Thrombotic events are the second most feared complication of ECMO therapy. In the population of patients included in the present study, they were comparable between the groups (Table 2). Significant differences in the outcomes representing thrombotic risk were mainly found in the resistance to flow in the membrane oxygenator throughout the therapy, favouring UFH anticoagulation. Our results can be compared to the findings of a study that evaluated the administration of low molecular heparin three times daily. The authors concluded that the implemented anticoagulation protocol during ECMO did not alter the rates of bleeding or thrombosis compared to UFH [24]. Furthermore, Circelli et al. [24] suggested that this revised approach to anticoagulation in ECMO could streamline the management process, lessen the burden on healthcare staff during significant surges of critical respiratory failures in a pandemic, and potentially increase the capacity for ECMO treatment.

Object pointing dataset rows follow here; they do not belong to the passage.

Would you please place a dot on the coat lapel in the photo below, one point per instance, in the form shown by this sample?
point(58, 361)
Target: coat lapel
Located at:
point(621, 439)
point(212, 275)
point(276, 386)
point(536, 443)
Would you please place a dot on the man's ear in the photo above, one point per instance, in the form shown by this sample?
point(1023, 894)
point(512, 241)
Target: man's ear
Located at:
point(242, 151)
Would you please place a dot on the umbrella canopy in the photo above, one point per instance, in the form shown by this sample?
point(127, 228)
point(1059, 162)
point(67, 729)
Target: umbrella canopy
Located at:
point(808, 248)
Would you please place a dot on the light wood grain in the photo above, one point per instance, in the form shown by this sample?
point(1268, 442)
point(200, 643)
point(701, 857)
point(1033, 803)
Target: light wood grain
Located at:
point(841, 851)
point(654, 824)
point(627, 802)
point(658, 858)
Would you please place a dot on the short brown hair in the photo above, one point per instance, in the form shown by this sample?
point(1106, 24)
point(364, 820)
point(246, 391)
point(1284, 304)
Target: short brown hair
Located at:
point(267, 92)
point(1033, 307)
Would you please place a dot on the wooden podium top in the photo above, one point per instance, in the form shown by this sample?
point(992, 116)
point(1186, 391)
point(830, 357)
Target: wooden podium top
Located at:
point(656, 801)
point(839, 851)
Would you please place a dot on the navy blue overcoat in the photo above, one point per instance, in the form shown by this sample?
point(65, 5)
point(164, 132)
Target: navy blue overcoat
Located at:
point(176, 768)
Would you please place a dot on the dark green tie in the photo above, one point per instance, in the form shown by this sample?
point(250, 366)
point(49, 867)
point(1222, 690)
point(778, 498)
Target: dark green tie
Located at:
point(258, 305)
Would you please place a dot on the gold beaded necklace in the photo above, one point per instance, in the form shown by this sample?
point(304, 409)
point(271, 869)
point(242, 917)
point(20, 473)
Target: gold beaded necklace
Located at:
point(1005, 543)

Limitations of the present study mainly derive from its retrospective nature and limited sample size. Due to the presented rationale, the study results may be subject to selection bias. Additionally, the possibility of incomplete or missing data, coupled with a small patient sample, may have impacted the comparative outcomes between the groups. In a previous study, we investigated the impact of vasodilators, cardiac output, and kidney function on the pharmacokinetic properties of subcutaneously administered nadroparin, such as absorption, volume of distribution and clearance. We also established a population pharmacokinetic model of its performance in a COVID-19 population supported with VV ECMO. However, the pharmacokinetics of UFH in the population of critically ill COVID-19 patients remains to be established. Specific laboratory data, such as anti-factor Xa and antithrombin III levels, were unavailable due to differing monitoring protocols across centres. Furthermore, factors potentially influencing anticoagulation, such as factor XIII deficiency and acquired von Willebrand syndrome, which could affect bleeding events, were not accounted for. Lastly, the heterogeneity of the COVID-19 population supported with VV ECMO during the pandemic may be subject to other potential confounders that still need to be elucidated.
CONCLUSIONS
Based on the findings of this study, intravenous UFH may be preferable to extended nadroparin administered subcutaneously twice daily for optimizing flow in the membrane oxygenator during ECMO therapy in the group of critically ill COVID-19 patients. However, when UFH is used, the risk of life-threatening bleeding needs to be taken into consideration. Further prospective randomized studies are needed to fully elucidate the presented issue.